Professor of Oceanography

Keith Thompson (1951 - 2022) was a professor at Dalhousie University with a joint appointment in the Department of Oceanography and the Department of Mathematics and Statistics.

Thompson was trained in the UK and obtained his Ph.D. from the University of Liverpool in 1979. His research interests focused on ocean and shelf circulation, 4D data assimilation, extremal analysis and applied time series analysis.

Prof. Thompson was awarded a Tier I Canada Research Chair in Marine Prediction and Environmental Statistics. The Canada Research Chairs Program is part of a national strategy to make Canada one of the world’s top five countries for research and development. Chair holders are recognized leaders in their fields and are selected in order to advance the frontiers of knowledge, not only through research, but also by teaching and supervising students and coordinating the work of other researchers. Prof. Thompson has been awarded a Tier I chair, which is the highest level. (For more information on the Canada Research Chairs program see http://www.chairs.gc.ca/).

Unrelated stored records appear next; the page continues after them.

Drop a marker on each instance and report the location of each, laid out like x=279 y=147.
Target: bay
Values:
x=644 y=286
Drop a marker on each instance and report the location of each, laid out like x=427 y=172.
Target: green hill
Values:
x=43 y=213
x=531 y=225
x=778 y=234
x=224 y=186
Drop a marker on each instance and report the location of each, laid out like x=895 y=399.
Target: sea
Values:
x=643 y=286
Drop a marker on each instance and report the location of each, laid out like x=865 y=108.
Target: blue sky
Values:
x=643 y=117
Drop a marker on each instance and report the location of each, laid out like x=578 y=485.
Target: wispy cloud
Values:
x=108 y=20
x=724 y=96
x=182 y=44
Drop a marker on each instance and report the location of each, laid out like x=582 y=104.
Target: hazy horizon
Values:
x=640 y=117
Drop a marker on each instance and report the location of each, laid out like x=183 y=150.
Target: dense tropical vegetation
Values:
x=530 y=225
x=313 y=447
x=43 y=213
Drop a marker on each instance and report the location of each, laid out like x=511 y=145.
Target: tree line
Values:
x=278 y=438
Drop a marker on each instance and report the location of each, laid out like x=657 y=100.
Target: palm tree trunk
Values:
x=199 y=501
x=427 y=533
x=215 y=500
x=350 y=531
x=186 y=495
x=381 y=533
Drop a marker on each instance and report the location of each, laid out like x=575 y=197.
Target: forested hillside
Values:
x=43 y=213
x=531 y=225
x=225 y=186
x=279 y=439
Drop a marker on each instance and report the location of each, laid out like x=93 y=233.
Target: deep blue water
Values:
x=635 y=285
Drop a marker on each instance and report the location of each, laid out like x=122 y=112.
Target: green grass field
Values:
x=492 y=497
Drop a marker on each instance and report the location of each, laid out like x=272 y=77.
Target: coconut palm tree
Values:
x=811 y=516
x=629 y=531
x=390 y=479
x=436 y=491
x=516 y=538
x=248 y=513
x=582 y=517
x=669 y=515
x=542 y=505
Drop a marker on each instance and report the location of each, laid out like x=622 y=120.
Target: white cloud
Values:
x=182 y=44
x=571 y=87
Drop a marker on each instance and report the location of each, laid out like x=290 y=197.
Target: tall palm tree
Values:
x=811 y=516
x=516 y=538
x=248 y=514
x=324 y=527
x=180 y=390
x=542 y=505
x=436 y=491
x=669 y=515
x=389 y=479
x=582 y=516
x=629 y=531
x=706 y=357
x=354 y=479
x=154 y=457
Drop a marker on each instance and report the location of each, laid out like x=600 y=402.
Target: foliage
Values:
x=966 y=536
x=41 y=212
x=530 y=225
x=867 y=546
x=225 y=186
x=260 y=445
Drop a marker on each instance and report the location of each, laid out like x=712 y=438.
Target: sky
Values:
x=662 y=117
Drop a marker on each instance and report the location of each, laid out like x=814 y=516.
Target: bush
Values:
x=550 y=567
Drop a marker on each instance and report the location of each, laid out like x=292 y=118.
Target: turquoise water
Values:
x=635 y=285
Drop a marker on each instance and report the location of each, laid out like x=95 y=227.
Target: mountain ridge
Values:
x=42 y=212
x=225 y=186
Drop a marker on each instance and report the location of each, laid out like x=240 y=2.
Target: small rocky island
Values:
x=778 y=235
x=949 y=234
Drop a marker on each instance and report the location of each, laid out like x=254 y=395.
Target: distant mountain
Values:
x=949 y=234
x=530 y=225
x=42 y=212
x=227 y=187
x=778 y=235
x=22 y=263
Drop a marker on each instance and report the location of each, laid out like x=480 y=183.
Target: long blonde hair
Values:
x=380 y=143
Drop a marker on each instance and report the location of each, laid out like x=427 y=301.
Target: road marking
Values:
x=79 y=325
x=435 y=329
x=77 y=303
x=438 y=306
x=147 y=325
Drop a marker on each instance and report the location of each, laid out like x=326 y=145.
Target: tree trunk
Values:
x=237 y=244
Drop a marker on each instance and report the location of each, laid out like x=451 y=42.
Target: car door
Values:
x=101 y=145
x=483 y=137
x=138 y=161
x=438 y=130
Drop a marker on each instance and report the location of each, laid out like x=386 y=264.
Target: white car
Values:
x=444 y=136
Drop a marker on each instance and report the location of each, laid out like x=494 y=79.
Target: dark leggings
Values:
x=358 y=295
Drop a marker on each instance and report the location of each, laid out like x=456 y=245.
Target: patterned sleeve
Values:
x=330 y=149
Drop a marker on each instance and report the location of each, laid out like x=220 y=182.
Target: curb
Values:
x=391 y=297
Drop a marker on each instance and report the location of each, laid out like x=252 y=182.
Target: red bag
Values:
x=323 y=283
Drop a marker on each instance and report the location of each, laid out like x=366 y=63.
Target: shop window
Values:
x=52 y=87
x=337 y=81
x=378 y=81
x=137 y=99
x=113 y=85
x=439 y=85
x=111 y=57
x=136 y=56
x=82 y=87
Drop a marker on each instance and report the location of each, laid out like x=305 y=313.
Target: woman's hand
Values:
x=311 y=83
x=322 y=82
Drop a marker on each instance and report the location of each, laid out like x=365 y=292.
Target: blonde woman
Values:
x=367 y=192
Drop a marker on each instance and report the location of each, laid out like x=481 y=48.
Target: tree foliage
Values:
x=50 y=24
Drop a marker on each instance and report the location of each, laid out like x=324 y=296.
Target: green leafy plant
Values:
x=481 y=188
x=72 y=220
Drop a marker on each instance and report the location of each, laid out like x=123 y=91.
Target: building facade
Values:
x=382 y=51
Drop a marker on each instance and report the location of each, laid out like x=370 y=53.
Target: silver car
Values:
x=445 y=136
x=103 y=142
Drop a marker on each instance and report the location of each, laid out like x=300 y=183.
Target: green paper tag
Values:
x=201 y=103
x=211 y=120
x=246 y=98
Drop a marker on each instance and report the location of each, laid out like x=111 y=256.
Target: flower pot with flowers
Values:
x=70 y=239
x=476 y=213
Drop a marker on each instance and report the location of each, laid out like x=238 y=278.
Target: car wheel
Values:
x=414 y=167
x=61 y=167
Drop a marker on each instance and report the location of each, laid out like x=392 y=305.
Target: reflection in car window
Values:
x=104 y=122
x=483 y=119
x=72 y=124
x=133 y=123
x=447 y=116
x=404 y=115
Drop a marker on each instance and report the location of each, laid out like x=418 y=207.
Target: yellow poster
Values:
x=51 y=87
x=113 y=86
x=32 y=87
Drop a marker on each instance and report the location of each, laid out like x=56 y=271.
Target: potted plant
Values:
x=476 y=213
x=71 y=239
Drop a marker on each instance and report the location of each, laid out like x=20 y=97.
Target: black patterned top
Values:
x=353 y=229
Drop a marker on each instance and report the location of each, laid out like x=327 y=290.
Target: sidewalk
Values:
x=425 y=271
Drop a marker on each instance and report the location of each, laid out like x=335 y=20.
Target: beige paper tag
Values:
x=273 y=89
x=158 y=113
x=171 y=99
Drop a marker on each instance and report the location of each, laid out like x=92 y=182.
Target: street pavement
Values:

Prof. Thompson was also awarded the President’s Prize of the Canadian Oceanographic and Meteorological Society in 1990, and Reviewer of the Year by the same organization. He has written over 50 scientific publications and sits on international committees including the Coastal Ocean Observations Panel of the Global Ocean Observing System. Thompson was awarded the J.P. Tully Medal in Oceanography from the Canadian Meteorological and Oceanographic Society in 2016. Thompson died aged 71 on 11 July 2022.